Esta lógica dialoga con el propio pensamiento de Mistral, que concibió la educación como un derecho y trabajó activamente en la bibliotecas populares. Que su obra circule ahora gratuitamente por todo Chile, a través de esta alianza, puede leerse como una actualización de esa apuesta pedagógica en clave contemporánea.

Nuevas lecturas y debates sobre la figura de Mistral

Más allá de los actos oficiales y las cifras de ejemplares repartidos, la conmemoración ha reactivado debates en torno a la manera de leer a Gabriela Mistral hoy. En los últimos años, su imagen ha transitado de la figura de «maestra dolorida» y madre simbólica de la nación a la de una autora adelantada a su tiempo, etiquetada en ocasiones como feminista, «loca» o lesbiana, términos que reflejan tanto admiración como resistencia.

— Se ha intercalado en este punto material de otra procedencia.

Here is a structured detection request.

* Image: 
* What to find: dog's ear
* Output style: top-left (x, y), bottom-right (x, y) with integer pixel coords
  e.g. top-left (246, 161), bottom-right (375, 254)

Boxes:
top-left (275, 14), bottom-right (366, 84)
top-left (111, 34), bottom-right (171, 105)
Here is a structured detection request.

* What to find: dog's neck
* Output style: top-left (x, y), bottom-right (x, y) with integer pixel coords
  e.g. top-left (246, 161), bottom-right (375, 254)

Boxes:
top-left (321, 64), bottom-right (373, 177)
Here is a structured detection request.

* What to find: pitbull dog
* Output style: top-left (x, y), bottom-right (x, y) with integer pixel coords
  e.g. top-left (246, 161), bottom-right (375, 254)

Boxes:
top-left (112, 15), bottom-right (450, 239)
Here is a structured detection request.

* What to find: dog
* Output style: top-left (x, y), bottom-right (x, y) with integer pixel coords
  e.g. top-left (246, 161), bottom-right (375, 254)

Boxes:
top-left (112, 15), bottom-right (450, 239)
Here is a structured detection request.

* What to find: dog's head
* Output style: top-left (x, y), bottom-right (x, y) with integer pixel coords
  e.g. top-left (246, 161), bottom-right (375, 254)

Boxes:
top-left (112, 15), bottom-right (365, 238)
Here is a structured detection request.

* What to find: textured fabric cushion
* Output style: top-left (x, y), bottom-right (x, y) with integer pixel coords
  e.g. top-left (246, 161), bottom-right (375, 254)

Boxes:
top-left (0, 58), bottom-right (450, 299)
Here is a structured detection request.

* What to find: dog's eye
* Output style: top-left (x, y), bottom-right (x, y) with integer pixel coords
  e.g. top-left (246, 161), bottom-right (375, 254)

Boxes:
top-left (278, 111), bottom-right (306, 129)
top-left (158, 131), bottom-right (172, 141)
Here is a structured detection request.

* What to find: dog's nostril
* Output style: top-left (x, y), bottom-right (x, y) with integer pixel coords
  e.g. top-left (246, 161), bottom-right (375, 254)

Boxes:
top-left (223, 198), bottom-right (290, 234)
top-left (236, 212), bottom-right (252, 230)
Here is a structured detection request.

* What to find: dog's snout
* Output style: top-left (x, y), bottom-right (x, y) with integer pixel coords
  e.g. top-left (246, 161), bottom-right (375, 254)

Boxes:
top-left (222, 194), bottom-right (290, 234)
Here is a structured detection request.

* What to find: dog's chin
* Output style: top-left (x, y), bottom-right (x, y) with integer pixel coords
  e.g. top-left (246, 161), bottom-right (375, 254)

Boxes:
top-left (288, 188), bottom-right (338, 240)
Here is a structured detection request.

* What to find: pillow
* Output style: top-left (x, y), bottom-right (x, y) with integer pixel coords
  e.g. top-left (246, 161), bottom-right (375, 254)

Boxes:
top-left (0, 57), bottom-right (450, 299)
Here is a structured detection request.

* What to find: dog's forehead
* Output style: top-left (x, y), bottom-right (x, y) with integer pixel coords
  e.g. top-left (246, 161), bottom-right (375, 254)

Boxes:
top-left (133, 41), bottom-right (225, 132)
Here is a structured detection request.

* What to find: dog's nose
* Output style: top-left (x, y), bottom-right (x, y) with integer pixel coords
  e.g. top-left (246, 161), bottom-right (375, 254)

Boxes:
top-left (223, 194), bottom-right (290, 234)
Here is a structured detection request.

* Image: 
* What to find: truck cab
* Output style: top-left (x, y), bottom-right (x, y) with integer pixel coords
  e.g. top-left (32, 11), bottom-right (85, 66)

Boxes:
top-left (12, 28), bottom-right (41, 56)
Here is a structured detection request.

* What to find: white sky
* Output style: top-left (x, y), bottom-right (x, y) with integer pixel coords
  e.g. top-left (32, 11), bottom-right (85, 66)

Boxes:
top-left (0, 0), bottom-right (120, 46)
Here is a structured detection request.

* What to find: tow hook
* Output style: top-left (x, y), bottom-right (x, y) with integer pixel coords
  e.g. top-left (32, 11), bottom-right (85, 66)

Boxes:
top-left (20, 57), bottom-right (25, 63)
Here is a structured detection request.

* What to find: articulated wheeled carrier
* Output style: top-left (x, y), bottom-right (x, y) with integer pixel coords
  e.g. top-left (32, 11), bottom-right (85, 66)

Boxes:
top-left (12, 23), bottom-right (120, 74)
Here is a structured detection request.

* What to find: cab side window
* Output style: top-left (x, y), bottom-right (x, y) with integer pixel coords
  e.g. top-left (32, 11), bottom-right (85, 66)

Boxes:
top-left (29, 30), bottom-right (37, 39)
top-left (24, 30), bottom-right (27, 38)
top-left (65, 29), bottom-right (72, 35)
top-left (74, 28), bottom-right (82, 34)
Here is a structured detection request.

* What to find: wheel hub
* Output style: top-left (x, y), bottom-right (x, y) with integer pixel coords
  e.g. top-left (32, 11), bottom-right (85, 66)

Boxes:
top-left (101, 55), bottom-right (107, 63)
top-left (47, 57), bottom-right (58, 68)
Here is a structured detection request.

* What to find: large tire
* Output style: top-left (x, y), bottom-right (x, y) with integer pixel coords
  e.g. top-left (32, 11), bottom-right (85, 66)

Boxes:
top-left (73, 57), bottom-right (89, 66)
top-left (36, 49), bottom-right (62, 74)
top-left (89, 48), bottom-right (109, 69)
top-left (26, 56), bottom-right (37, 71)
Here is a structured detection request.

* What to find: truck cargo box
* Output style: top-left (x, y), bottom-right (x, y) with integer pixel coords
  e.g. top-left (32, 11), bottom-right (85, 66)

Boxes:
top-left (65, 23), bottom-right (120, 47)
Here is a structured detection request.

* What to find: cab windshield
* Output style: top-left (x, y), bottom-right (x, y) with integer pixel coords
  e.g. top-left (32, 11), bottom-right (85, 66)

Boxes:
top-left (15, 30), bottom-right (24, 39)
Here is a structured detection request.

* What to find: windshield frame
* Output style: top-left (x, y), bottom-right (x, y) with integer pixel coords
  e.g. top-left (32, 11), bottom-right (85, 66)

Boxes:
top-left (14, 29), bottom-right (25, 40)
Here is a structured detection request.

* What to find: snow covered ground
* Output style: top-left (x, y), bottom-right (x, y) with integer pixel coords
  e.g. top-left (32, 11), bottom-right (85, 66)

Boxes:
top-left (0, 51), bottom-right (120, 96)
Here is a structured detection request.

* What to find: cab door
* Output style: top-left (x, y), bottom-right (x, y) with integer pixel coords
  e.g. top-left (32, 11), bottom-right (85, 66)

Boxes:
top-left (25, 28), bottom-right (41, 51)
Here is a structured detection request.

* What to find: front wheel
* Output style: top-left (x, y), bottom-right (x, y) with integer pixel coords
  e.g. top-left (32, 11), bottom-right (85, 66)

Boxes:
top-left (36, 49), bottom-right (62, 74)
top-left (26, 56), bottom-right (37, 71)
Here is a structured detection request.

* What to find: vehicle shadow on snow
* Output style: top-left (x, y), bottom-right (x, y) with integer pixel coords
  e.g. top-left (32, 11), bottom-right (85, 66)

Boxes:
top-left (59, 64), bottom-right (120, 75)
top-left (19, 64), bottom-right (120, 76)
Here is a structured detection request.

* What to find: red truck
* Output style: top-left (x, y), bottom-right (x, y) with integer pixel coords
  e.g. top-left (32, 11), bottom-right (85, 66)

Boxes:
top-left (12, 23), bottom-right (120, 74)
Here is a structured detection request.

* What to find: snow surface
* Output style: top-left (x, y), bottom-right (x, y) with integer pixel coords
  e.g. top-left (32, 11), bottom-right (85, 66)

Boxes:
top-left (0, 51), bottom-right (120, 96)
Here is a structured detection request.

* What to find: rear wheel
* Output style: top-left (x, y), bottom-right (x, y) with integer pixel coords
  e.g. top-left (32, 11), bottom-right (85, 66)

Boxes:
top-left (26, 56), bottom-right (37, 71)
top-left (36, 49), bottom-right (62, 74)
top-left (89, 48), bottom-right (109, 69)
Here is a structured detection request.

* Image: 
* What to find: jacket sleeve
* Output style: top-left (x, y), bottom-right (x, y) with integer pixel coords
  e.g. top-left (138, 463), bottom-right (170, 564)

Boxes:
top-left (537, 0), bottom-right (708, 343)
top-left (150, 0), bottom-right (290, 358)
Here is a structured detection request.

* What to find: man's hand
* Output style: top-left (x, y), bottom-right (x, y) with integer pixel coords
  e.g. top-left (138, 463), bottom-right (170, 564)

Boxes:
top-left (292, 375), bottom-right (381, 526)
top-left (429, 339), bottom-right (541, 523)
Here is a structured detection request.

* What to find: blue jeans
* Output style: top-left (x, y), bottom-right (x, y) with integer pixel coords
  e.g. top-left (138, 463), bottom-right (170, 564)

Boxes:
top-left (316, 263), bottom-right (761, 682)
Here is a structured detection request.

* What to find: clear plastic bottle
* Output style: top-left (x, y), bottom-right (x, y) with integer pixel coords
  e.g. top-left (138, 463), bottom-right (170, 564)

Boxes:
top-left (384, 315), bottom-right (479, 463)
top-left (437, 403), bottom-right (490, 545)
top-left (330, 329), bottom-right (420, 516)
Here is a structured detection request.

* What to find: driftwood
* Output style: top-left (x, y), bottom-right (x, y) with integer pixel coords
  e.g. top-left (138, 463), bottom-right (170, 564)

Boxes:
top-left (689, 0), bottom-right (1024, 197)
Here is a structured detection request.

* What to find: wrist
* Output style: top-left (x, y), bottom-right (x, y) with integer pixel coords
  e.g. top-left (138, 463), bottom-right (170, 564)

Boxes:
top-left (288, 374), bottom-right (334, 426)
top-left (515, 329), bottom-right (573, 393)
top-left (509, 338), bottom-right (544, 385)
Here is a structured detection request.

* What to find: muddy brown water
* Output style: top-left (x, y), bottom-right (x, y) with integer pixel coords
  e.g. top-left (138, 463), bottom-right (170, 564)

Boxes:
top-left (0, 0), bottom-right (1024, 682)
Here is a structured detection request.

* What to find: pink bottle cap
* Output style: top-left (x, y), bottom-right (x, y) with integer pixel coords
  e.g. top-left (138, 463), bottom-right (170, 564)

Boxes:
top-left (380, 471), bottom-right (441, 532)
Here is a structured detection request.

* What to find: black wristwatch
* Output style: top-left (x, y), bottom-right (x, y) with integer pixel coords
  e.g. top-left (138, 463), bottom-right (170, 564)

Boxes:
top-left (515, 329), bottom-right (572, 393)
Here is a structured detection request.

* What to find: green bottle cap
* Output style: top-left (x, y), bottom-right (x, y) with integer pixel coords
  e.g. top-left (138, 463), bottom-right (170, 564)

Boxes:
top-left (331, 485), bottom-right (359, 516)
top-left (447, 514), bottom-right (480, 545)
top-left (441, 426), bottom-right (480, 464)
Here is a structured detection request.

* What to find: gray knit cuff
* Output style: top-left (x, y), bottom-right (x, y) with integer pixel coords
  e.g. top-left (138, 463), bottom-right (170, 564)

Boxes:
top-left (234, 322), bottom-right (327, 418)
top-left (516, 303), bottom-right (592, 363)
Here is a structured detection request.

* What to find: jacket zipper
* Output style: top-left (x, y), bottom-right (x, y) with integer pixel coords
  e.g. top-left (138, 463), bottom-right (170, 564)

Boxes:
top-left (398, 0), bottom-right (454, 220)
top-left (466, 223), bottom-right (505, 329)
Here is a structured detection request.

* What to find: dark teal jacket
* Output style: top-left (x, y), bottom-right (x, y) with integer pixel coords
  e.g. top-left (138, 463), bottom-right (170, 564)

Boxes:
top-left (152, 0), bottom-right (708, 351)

Las cartas con Doris Dana, compiladas en Niña errante, y las cartas privadas a otras amistades han abierto preguntas sobre su vida afectiva y su relación con la disidencia sexual, en un contexto en el que la homosexualidad femenina estaba fuertemente silenciada. Aunque Mistral nunca se definió públicamente como lesbiana, muchas lectoras y lectores actuales encuentran en su biografía y en su obra claves para pensar la diversidad de deseos y afectos en la historia latinoamericana.

En paralelo, su trabajo como diplomática y su intervención en momentos políticos críticos, como la Guerra Civil española, han alimentado una lectura de Mistral como pensadora política y figura de referencia para los debates decoloniales. Su interés por las culturas indígenas, su defensa de la ruralidad y su preocupación por la infancia pobre se reinterpretan hoy en clave de justicia social y crítica al colonialismo.

Los paneles organizados por universidades y centros culturales, tanto en Chile como en Europa, se han detenido en estas dimensiones, analizando su obra desde perspectivas feministas, ecológicas, místicas y cosmopolitas. Esta pluralidad de enfoques ha contribuido a que nuevas generaciones de lectoras y lectores se acerquen a Mistral sin el peso de los tópicos escolares que durante décadas la encasillaron.

En este contexto, espacios como la sección «Mujeres hispanas» del Círculo de Orellana, difundida en programas de radio y actividades en Casa América, han dedicado sesiones específicas a la figura de la poeta. Voces como la de Leticia Espinosa de los Monteros, presidenta del Círculo, y del escritor y agregado cultural Diego del Pozo, han ayudado a subrayar los vínculos históricos entre Mistral y España, tanto en su estancia en Madrid en los años treinta como en la red de amistades intelectuales que mantuvo a lo largo de su vida.

Todo este entramado de homenajes, exposiciones, paneles académicos y entregas masivas de libros muestra hasta qué punto la figura de Gabriela Mistral sigue en plena conversación con nuestro tiempo. Desde los salones del Instituto Cervantes en Berlín hasta los andenes del Metro de Santiago, pasando por las salas de realidad virtual de la Universidad de Chile y las iniciativas de la Comisión Asesora Ministerial, se perfila a una autora que ya no se mira solo como reliquia, sino como una voz viva, compleja y en constante relectura, capaz de tender puentes entre Chile, Europa y el resto del mundo hispano.